"Света! Света!" - стала она кричать на весь кордон. Та будто сквозь землю провалилась. "С собакой возится!" - подумала Матрена Логиновна. Зашла во двор, где находилась собака - внучки и там нет. "Вай, что наделала!!!" - заголосила бабка. Сама бегает вокруг дома, ищет. Наконец-то догадалась зайти под навес, где муж рыл новый погреб.
Света спала в недокопанной яме. Инешке, руки-ноги целы, такое горе настало бы - зять живьем сожрет. Нехороший он - это Матрена Логиновна поняла еще во время свадьбы Ани. В первую ночь уже бушевал - посуду перебил. Кричал, что не так Аня вела себя с парнями - каждому улыбалась за столом…
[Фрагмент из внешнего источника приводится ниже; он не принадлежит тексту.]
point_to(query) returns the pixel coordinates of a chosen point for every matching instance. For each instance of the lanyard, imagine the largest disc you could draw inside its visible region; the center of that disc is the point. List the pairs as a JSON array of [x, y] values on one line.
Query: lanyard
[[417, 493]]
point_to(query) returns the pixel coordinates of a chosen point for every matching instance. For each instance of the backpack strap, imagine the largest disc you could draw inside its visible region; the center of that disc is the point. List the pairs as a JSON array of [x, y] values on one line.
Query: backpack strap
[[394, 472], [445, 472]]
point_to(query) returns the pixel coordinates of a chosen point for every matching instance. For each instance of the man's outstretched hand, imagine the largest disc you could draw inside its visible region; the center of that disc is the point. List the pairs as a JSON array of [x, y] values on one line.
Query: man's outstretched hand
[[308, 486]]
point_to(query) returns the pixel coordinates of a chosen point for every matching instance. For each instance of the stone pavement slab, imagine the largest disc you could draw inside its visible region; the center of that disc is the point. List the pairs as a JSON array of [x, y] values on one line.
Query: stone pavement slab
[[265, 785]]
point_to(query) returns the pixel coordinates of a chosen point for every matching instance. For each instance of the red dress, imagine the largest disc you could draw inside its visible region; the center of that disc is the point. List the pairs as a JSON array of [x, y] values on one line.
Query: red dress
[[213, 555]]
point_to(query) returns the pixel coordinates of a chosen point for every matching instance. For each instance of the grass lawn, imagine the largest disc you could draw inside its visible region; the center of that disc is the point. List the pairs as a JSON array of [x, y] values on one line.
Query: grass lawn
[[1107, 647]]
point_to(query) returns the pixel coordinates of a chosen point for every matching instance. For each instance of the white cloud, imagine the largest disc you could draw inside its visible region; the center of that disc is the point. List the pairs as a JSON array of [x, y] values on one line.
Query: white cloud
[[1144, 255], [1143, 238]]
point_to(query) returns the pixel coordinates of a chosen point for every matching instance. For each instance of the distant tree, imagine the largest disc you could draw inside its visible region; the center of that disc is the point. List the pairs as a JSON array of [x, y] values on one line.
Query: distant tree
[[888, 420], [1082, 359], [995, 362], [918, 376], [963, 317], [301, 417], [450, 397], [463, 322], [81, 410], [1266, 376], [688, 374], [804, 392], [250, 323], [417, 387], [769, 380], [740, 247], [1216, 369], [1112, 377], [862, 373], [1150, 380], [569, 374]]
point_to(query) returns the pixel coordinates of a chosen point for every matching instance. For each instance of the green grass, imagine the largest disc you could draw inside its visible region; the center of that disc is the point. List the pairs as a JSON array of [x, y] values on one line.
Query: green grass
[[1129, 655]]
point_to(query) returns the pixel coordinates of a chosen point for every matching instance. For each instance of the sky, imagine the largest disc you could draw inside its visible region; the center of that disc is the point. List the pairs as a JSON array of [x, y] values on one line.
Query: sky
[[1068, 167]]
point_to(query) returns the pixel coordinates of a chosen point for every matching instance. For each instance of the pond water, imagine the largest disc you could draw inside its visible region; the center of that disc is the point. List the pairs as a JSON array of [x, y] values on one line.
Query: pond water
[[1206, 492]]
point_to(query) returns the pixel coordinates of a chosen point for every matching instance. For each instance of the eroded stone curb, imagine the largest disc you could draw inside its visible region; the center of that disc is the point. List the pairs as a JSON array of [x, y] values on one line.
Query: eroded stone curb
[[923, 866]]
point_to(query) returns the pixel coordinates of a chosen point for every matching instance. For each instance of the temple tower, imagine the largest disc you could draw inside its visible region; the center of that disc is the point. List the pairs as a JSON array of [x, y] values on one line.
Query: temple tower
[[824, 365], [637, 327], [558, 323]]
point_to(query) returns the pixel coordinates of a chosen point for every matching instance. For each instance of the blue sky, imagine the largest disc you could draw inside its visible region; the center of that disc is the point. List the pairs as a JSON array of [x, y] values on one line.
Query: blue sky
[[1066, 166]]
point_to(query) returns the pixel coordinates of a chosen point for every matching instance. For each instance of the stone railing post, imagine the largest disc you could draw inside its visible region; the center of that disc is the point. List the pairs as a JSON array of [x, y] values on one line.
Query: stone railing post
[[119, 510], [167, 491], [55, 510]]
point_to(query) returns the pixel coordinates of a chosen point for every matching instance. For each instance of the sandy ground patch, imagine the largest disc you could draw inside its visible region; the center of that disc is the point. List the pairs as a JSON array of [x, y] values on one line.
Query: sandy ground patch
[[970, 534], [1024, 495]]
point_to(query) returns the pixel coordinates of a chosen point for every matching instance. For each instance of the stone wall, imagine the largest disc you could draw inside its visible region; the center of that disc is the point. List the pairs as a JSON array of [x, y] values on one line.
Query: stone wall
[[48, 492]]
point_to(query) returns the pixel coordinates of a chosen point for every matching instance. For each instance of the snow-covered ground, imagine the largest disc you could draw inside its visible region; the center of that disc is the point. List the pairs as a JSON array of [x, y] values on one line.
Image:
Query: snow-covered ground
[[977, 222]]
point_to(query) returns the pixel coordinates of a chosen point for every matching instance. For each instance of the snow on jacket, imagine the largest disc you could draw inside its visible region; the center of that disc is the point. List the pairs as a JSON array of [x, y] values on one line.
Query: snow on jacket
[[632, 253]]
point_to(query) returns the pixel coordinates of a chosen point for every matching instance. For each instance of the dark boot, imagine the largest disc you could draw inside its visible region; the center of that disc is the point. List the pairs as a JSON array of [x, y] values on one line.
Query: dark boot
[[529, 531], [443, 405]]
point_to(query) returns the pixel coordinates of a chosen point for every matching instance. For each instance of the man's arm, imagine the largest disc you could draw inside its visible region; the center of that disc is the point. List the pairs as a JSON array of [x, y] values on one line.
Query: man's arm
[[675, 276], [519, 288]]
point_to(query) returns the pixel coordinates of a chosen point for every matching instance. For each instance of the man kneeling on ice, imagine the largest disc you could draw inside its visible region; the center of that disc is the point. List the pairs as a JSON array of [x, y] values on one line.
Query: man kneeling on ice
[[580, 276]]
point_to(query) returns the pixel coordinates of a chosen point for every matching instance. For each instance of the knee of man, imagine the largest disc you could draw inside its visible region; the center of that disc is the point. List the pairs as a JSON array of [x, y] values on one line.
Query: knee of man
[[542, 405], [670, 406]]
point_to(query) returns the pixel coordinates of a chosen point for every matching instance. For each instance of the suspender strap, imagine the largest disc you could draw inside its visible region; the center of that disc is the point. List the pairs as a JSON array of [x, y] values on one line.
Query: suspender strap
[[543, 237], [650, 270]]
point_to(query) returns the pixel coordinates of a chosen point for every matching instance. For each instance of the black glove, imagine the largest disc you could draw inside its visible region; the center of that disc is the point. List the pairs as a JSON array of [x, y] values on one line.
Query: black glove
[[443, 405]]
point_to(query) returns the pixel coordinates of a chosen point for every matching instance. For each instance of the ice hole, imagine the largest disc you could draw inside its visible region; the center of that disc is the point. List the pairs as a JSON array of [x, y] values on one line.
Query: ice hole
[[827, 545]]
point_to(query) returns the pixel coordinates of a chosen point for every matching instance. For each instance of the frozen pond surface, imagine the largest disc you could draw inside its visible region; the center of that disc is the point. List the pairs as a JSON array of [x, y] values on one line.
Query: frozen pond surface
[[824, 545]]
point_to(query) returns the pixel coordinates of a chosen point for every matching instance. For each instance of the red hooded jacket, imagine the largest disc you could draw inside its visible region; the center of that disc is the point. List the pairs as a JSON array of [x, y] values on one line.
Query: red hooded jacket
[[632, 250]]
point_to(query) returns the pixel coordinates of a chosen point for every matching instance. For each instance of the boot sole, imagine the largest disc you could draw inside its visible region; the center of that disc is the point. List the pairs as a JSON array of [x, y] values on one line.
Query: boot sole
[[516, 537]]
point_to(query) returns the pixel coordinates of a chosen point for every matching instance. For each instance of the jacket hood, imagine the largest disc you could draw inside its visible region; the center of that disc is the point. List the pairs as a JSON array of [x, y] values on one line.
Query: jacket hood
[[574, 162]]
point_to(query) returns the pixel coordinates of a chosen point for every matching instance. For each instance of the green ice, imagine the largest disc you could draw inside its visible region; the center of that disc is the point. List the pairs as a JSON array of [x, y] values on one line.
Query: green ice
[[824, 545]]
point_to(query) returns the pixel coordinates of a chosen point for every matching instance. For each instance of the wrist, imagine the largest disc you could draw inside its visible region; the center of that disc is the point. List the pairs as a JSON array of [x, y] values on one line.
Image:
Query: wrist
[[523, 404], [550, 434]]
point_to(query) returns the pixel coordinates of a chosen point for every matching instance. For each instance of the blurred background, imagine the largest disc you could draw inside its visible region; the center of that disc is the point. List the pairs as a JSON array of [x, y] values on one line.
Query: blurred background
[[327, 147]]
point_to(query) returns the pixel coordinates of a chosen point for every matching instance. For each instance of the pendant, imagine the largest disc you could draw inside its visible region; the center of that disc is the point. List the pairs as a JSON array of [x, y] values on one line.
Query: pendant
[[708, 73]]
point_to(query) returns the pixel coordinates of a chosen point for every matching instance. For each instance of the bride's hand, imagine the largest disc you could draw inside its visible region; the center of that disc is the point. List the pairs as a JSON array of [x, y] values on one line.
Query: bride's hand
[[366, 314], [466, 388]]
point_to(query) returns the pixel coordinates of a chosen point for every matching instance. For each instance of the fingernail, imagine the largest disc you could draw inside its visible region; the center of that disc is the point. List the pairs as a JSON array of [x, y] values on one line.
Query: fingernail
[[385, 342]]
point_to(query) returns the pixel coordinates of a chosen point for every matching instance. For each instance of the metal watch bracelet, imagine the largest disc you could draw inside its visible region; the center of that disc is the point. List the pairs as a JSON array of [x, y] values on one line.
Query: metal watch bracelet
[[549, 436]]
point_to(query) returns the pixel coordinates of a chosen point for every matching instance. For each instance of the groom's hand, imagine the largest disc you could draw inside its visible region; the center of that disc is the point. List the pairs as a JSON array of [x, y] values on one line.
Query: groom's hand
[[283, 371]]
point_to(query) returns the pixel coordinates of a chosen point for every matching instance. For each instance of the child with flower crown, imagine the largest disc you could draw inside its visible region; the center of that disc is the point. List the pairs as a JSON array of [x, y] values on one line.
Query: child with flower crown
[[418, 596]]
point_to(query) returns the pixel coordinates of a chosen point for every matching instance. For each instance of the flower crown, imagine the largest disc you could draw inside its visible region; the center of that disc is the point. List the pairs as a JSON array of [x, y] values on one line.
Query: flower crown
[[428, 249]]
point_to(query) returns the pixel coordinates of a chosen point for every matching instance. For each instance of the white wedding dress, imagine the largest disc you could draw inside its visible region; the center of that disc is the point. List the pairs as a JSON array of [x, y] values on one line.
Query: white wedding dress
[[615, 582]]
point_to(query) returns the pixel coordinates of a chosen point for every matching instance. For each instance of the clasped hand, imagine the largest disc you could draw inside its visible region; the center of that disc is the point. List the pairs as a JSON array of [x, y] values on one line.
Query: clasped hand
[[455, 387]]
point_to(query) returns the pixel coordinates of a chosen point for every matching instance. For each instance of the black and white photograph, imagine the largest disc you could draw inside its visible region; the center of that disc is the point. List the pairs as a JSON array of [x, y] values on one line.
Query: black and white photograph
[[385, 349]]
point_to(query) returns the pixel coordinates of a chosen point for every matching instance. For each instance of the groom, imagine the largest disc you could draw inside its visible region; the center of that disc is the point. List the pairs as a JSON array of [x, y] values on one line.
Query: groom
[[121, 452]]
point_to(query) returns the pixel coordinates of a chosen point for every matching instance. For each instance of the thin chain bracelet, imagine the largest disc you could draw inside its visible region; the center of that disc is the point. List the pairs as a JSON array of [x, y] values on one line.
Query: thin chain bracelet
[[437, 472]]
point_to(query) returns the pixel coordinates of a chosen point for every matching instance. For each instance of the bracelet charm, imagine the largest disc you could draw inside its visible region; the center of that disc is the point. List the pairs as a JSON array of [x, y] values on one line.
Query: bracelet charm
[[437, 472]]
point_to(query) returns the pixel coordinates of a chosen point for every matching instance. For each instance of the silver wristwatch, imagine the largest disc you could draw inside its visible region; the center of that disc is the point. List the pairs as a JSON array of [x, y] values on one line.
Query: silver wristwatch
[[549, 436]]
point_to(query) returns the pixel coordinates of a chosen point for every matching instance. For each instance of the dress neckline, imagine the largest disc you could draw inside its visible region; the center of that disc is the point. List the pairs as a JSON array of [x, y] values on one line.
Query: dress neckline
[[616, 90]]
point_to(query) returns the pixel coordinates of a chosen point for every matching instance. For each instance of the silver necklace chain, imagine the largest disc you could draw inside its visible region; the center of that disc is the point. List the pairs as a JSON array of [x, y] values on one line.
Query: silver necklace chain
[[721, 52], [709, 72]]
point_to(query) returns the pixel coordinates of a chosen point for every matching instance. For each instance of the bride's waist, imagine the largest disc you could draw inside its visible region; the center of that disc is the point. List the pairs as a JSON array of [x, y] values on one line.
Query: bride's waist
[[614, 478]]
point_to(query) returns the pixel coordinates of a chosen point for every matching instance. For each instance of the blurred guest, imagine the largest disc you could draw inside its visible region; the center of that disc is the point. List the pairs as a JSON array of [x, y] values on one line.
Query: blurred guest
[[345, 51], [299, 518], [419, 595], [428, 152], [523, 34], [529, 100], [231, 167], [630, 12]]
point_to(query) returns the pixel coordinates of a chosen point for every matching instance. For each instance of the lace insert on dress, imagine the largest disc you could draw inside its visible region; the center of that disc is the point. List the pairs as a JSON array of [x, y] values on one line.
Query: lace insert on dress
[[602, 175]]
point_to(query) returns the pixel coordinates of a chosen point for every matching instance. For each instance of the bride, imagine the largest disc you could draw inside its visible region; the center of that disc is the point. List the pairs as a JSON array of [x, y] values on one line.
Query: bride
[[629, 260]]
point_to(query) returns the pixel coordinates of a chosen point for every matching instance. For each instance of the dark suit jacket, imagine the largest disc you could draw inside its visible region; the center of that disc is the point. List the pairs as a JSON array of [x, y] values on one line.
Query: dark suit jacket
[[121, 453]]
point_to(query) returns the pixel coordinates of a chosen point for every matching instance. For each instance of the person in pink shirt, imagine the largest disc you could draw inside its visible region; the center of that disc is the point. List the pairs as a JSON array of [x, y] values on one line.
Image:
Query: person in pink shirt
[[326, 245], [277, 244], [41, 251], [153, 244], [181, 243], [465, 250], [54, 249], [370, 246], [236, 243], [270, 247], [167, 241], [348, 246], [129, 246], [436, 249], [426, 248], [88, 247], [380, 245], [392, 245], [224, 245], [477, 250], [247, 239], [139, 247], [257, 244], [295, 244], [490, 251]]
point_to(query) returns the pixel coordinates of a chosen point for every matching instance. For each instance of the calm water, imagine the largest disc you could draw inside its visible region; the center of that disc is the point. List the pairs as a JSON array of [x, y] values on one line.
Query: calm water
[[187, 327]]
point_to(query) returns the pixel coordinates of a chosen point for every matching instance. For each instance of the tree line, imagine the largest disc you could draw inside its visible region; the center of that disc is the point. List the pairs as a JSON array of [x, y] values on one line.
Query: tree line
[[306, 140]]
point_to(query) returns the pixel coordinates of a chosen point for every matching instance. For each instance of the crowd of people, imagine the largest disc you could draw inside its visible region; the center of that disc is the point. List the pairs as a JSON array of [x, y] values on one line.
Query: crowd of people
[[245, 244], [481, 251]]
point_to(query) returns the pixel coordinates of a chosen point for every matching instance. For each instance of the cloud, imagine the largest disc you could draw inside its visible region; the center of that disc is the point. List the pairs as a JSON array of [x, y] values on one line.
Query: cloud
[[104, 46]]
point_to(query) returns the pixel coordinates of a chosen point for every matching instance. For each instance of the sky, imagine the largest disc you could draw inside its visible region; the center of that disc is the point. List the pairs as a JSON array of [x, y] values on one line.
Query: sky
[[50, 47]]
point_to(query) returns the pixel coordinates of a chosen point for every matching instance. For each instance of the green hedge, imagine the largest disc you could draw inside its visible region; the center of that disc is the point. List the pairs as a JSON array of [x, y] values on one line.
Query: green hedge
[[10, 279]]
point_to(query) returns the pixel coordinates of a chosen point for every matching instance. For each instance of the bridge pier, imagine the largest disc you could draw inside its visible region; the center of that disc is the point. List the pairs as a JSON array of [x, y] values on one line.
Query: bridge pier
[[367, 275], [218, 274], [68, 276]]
И потом не изменил характер: приедет с дочерью из Саранска, слова не промолвит, словно немой. Однажды Матрена Логиновна не удержалась и за ужином спросила: "У тебя, Толя, есть язык? Все молчишь да молчишь". Тот вскинул рыжую голову и коротко бросил: "Язык теряют те, кто живет в лесу, а я среди людей хожу", - и отвернулся. После этого вот уже три года не приезжает. И дочь заступается за него. Недавно, недели три тому назад, приехала с незнакомым шофером, скинула в багажник два мешка картошки, и обратно в Саранск. Матрена Логиновна даже спросить не успела: что, как… "Потом, потом!" - отмахнулась Аня и уехала.
Расти детей!..
Окунувшись в грустные думы, хозяйка даже не заметила, как пришел муж.
- А ты почему так долго? Обещал скоро вернуться, а сам будто в воду канул, - начала она его упрекать. Увидела, что усталый, смягчилась. - Не заболел? Смотрю, лицо у тебя что-то бледное…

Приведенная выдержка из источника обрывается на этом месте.